Chapman Partners advises companies, investors, and entrepreneurs in a broad range of corporate and transactional matters.

The firm represents clients ranging from leading private investment funds and established corporations to emerging growth companies and founders.

Our work includes advising on mergers and acquisitions, corporate governance matters, joint ventures, investment transactions, distressed investments and special situations, capital raises, financing arrangements, and restructurings.

The firm’s lawyers bring decades of experience advising clients across a range of industries, including financial services, asset management, technology, entertainment, and industrial and service businesses. We regularly advise private investment funds, financial institutions, corporations, and emerging companies in transactions ranging from middle-market investments to complex transactions involving significant enterprise value.

In every matter, Chapman Partners focuses on clear strategic judgment, careful structuring, and the practical considerations that drive successful business outcomes.

Representative Experience

The firm’s lawyers have advised companies, investment funds, and entrepreneurs in a wide range of sophisticated corporate and investment transactions, including strategic acquisitions, restructurings, and complex cross-border investments.

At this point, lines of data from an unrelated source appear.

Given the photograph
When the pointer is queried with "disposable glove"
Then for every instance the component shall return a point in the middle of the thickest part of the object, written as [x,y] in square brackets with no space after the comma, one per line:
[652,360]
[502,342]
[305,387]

Representative matters of the firm’s lawyers have included advising:

• A leading global hedge fund in numerous distressed and special situation investments across the energy, telecommunications, retail, and media sectors, including investments in major Chapter 11 restructurings.

• A leading hedge fund in the sale of a $1.1 billion portfolio of assets.

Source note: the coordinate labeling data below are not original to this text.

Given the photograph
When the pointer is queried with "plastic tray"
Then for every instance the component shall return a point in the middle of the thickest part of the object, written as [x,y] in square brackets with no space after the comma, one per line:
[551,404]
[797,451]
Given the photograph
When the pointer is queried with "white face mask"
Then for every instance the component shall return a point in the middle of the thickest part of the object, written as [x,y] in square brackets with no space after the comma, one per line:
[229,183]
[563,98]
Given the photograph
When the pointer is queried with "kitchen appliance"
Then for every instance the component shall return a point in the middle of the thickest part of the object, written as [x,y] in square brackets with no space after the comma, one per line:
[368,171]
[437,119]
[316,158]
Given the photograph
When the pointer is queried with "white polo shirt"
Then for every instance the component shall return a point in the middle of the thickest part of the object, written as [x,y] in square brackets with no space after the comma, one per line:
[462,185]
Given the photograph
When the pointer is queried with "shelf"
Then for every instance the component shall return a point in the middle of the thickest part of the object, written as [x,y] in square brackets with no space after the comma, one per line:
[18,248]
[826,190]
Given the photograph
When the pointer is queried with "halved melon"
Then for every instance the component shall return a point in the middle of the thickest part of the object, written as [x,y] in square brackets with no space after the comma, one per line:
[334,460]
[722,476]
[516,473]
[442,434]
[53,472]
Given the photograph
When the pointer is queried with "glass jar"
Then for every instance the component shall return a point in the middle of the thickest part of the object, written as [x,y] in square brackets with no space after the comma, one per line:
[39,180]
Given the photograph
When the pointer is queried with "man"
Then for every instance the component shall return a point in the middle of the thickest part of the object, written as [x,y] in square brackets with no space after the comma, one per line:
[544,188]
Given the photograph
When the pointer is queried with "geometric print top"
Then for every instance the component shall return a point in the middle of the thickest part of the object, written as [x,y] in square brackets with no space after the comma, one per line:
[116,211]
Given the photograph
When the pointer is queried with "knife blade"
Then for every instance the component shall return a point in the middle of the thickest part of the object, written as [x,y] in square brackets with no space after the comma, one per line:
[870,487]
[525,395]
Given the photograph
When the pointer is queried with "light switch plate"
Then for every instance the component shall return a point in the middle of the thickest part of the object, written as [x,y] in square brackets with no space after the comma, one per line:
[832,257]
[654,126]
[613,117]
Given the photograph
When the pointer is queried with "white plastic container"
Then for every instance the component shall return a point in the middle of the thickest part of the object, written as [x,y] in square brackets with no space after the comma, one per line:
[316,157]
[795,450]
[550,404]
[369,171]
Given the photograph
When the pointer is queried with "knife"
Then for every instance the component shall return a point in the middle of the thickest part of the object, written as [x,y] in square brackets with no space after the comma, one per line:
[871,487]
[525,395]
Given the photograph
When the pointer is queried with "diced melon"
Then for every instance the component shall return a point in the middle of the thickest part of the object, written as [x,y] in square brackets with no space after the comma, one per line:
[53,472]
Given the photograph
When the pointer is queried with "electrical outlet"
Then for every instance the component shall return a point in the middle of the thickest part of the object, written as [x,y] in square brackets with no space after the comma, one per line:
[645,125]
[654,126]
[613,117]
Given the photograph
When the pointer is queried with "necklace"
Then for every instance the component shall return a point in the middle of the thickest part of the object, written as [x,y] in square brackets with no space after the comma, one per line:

• A major hedge fund in connection with its investment in securities issued by Fannie Mae and Freddie Mac.

• A leading credit manager in a $335 million bond exchange transaction, including PIK financing components, involving a national restaurant chain.

• A large credit fund in the restructuring of the capital structure of a for-profit education company.

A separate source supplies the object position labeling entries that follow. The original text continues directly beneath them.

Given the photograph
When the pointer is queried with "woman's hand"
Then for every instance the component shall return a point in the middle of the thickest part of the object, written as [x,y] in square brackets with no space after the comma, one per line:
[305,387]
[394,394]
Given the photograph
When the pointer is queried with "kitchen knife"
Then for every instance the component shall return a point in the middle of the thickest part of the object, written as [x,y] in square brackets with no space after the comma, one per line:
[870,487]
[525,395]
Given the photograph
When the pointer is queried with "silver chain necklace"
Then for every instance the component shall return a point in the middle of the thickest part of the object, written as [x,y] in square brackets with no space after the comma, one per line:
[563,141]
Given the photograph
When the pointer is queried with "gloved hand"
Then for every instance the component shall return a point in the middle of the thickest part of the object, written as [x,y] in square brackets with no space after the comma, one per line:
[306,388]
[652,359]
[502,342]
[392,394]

• A credit fund in the acquisition of a credit derivatives products business from a major financial institution.

• A hedge fund in the acquisition of the largest cattle feedlot company in the United States.

• The chief investment officer of a credit hedge fund in the spin-off of the fund from a private equity sponsor, including a subsequent seed investment in the management company.

• A business development company, as senior secured creditor, in the bankruptcy of Ebony Media, resulting in a successful sale of the company and full recovery of the client’s investment.

• A financial institution in the spin-off of its collective investment trust business.

• A shareholder in connection with a squeeze-out merger transaction.

• An insurance company in the sale of its GP and seed LP interests in a real estate asset management platform.

• Investment funds in the acquisition and funding of litigation claims and other legal assets.

• A defense technology company backed by the Australian government in the acquisition of the U.S. defense division of a UK public company.

• A major insurance company in connection with its co-investment with JC Flowers in the acquisition of HSH Nordbank.

• A leading specialist and market-making firm in the roll-up of its specialist business, involving more than a dozen acquisitions.

• Management in the management buyout of Greenhill’s private equity division.

*Additional representative matters may be discussed upon request, subject to client confidentiality obligations.